Jack Gohlke said he celebrated way more against Kentucky than he ever had before. (Tim Nwachukwu / Getty Images)

All week, coach Kampe kept preaching the same message: There isn’t a better possible situation. You’re playing at 7 p.m. in the prime time slot on the first day of the tournament against arguably one of the biggest brands in college basketball in Kentucky.

All our preparation allowed us to really be present in the moment.

The funny thing is, I don’t remember the exact feeling of too many of the shots I took that day. I think I missed my first two. But what I really remember is that I was celebrating way more than I ever have in my life. And I can’t explain why I did that. I don’t know if it was just the pure emotion or how big a stage it was. I’ve had games before where I’ve hit 10 threes, or I’ve had games where I’ve hit crazy shots. But I’d just never been a celebration guy.

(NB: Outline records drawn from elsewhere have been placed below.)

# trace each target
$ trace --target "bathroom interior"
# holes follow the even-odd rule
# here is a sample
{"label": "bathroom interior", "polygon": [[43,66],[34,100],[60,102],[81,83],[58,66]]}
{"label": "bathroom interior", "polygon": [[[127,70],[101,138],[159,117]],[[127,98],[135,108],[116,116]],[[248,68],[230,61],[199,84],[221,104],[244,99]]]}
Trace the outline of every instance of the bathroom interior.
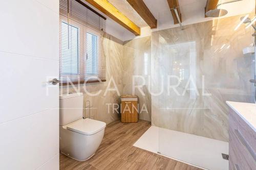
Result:
{"label": "bathroom interior", "polygon": [[255,0],[1,3],[0,169],[256,169]]}

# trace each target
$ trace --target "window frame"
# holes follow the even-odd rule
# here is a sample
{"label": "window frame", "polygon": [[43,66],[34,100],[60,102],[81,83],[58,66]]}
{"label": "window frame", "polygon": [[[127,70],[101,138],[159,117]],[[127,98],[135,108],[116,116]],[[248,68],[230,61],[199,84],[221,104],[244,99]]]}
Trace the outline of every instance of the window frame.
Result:
{"label": "window frame", "polygon": [[[62,24],[62,22],[67,23],[68,24],[68,18],[67,16],[61,15],[60,14],[60,25]],[[79,64],[79,62],[82,62],[83,64],[83,67],[80,67],[80,69],[78,69],[78,73],[77,75],[80,76],[80,79],[78,79],[78,81],[70,81],[67,82],[62,82],[60,83],[60,85],[67,85],[71,84],[84,84],[84,83],[97,83],[97,82],[105,82],[106,79],[105,76],[105,79],[100,79],[99,78],[99,75],[100,75],[100,73],[99,73],[99,70],[100,70],[100,67],[103,68],[102,65],[100,65],[99,61],[100,60],[100,54],[103,52],[102,44],[101,44],[101,42],[102,42],[102,36],[100,32],[99,31],[96,31],[93,29],[90,28],[89,27],[86,26],[83,21],[81,21],[79,19],[76,18],[75,17],[74,18],[72,17],[69,18],[69,25],[72,26],[76,27],[78,28],[78,34],[79,34],[79,40],[78,40],[78,64]],[[61,27],[61,26],[60,26]],[[60,29],[60,32],[61,30]],[[94,76],[92,76],[92,79],[86,79],[88,77],[87,74],[87,59],[86,59],[86,55],[87,55],[87,33],[89,33],[92,35],[97,36],[97,71],[98,72],[97,74],[94,75]],[[61,56],[61,37],[59,38],[59,55]],[[81,49],[82,48],[82,49]],[[102,59],[101,59],[102,60]],[[59,61],[60,68],[61,66],[62,63],[61,61]],[[82,73],[81,74],[81,73]],[[63,74],[62,74],[63,75]],[[82,76],[81,77],[80,76]]]}

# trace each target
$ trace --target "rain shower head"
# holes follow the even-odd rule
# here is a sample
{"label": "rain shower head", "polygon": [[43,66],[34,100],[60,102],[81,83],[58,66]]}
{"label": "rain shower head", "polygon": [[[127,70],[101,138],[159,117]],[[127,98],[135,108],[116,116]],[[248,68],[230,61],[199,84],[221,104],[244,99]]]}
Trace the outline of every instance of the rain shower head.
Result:
{"label": "rain shower head", "polygon": [[219,17],[221,16],[224,16],[226,15],[228,13],[227,11],[224,9],[218,9],[220,6],[224,4],[229,4],[231,3],[234,3],[235,2],[240,1],[242,0],[233,0],[227,2],[225,2],[222,4],[220,4],[217,5],[216,9],[208,11],[205,13],[205,15],[209,17]]}
{"label": "rain shower head", "polygon": [[[242,16],[240,18],[240,20],[243,20],[244,18],[244,16]],[[251,20],[250,18],[246,18],[246,19],[245,19],[245,20],[244,21],[244,23],[250,23],[251,22]]]}
{"label": "rain shower head", "polygon": [[[253,18],[253,19],[252,19],[252,20],[251,20],[251,19],[250,19],[249,18],[248,18],[248,15],[246,16],[242,16],[240,18],[240,20],[241,21],[244,20],[244,21],[243,22],[244,23],[249,23],[249,24],[247,25],[247,26],[246,26],[246,28],[248,28],[250,26],[252,27],[252,28],[254,29],[254,30],[255,31],[256,31],[256,26],[254,25],[254,22],[255,22],[255,17],[254,17],[254,18]],[[246,17],[246,19],[244,19],[244,17]],[[252,34],[252,36],[254,36],[256,35],[255,34],[255,33],[254,33],[253,34]]]}

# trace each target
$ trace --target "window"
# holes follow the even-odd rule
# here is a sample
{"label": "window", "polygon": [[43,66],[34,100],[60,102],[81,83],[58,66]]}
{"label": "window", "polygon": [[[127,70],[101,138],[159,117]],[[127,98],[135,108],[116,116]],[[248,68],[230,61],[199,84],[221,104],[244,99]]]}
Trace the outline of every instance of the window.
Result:
{"label": "window", "polygon": [[61,22],[61,73],[67,75],[78,75],[79,29],[70,25],[68,31],[68,23]]}
{"label": "window", "polygon": [[86,33],[86,70],[89,75],[97,75],[98,73],[98,36]]}
{"label": "window", "polygon": [[102,35],[77,21],[60,17],[61,85],[105,81]]}

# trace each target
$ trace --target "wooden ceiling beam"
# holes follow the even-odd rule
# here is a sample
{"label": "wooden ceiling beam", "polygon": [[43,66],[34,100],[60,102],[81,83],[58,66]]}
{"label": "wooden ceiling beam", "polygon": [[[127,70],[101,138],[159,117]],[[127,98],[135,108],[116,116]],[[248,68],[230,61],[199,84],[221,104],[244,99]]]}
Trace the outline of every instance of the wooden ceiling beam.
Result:
{"label": "wooden ceiling beam", "polygon": [[169,5],[169,8],[170,10],[170,12],[172,13],[172,15],[174,18],[174,24],[179,23],[179,21],[178,18],[177,17],[175,12],[174,11],[174,8],[176,8],[178,13],[179,14],[179,16],[180,17],[180,21],[182,22],[181,20],[181,14],[180,13],[180,8],[179,6],[179,2],[178,0],[167,0],[168,5]]}
{"label": "wooden ceiling beam", "polygon": [[157,20],[143,0],[126,0],[146,23],[152,29],[157,27]]}
{"label": "wooden ceiling beam", "polygon": [[[205,8],[205,14],[210,11],[216,9],[218,5],[218,3],[219,2],[219,0],[207,0],[206,2],[206,6]],[[204,15],[204,17],[207,17],[207,16]]]}
{"label": "wooden ceiling beam", "polygon": [[107,0],[86,1],[135,35],[140,35],[140,28]]}

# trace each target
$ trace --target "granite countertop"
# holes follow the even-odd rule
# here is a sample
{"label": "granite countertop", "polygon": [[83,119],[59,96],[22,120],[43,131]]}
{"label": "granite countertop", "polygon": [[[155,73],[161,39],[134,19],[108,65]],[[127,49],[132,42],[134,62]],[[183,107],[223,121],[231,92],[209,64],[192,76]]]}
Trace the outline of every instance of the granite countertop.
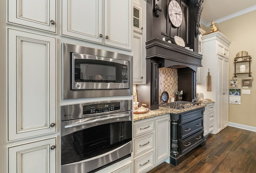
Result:
{"label": "granite countertop", "polygon": [[[211,102],[212,102],[212,101]],[[214,101],[213,102],[214,102]],[[136,121],[140,120],[167,113],[180,113],[182,112],[186,112],[186,111],[190,111],[196,108],[204,107],[206,106],[205,104],[208,104],[209,103],[204,103],[204,104],[202,104],[200,105],[193,106],[192,107],[182,109],[174,109],[166,108],[165,107],[159,107],[159,108],[158,109],[149,110],[146,113],[134,114],[133,121]]]}

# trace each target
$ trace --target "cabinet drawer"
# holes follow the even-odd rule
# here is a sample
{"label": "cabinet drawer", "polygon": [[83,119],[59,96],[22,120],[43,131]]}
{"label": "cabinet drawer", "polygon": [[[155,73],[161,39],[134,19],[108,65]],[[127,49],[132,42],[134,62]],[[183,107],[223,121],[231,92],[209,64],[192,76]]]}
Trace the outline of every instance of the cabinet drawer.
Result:
{"label": "cabinet drawer", "polygon": [[153,133],[134,139],[134,156],[154,149]]}
{"label": "cabinet drawer", "polygon": [[154,130],[154,120],[134,125],[134,137],[150,133]]}
{"label": "cabinet drawer", "polygon": [[213,104],[209,105],[208,107],[209,107],[209,112],[212,112],[214,110],[214,107]]}
{"label": "cabinet drawer", "polygon": [[142,172],[153,166],[153,152],[152,151],[134,160],[134,173]]}
{"label": "cabinet drawer", "polygon": [[209,127],[209,131],[211,131],[212,130],[213,130],[213,129],[214,129],[213,121],[210,122],[208,123],[208,125]]}
{"label": "cabinet drawer", "polygon": [[201,118],[190,123],[180,126],[180,139],[182,139],[194,133],[196,131],[203,129],[203,118]]}
{"label": "cabinet drawer", "polygon": [[203,140],[204,130],[202,130],[189,137],[180,141],[180,153],[183,154]]}
{"label": "cabinet drawer", "polygon": [[209,113],[209,121],[212,121],[214,119],[214,112],[211,112]]}
{"label": "cabinet drawer", "polygon": [[187,123],[198,118],[202,118],[204,107],[192,111],[189,111],[180,114],[180,122],[181,124]]}

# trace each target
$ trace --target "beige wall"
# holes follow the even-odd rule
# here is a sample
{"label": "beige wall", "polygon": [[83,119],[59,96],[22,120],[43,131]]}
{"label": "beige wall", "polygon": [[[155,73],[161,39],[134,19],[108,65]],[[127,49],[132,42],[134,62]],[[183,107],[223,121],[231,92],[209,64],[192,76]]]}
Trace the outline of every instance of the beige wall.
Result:
{"label": "beige wall", "polygon": [[[234,60],[237,53],[246,51],[249,53],[252,60],[251,72],[256,76],[256,10],[240,16],[235,18],[217,24],[220,31],[231,41],[229,49],[229,71],[230,79],[234,72]],[[211,27],[205,29],[206,33],[210,31]],[[238,78],[238,86],[236,88],[243,89],[242,79]],[[250,79],[247,77],[244,79]],[[252,86],[248,89],[250,94],[241,95],[241,105],[229,104],[229,121],[256,127],[256,83],[253,81]]]}

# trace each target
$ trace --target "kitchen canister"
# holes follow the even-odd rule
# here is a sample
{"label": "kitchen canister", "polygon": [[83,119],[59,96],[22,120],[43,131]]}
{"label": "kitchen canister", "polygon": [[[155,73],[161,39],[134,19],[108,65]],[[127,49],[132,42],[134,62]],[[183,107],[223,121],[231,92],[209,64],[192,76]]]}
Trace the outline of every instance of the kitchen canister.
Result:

I still don’t really have an answer as to why. I just know I was in a flow state. That’s the best way to describe how I felt that day.

To be honest, what sticks out to me the most is that with a couple minutes left, Kentucky really started turning it on, especially Antonio Reeves. I remember he hit a couple tough threes in a row and put a bunch of points on the board with not much time left. And then my teammate DQ Cole hit a corner three after a great pass from Rocket Watts. We went up four points and essentially sealed the game. And I just have that seared in my mind. He was right in front of our bench, and our whole bench went crazy, and you could hear the whole arena.

When the game was finally over, I knew I had around 30 points. But I didn’t know how many, and I didn’t know I hit 10 threes. It was that moment with DQ that really sticks with me.

I learned so many lessons from that season. I learned about public speaking and how to communicate. I learned how much unity and togetherness really matters in anything you do.

But the last thing was about how surprising it all felt. My whole career, I never felt like I was an overachiever or underachiever. I got to play basketball every day, and that was fulfilling a dream. But after that season was over, I felt like I had worked as hard as I possibly could have. I put in extra time, extra shots. I had coaches who helped me so much. And it paid off at a higher level than I ever expected.

It’s such a cliche, but it taught me the value of believing in yourself and treating others well so they want to reinvest in you. I hope I never lose that.

I want to maintain that work ethic. And I want to be that support for someone else.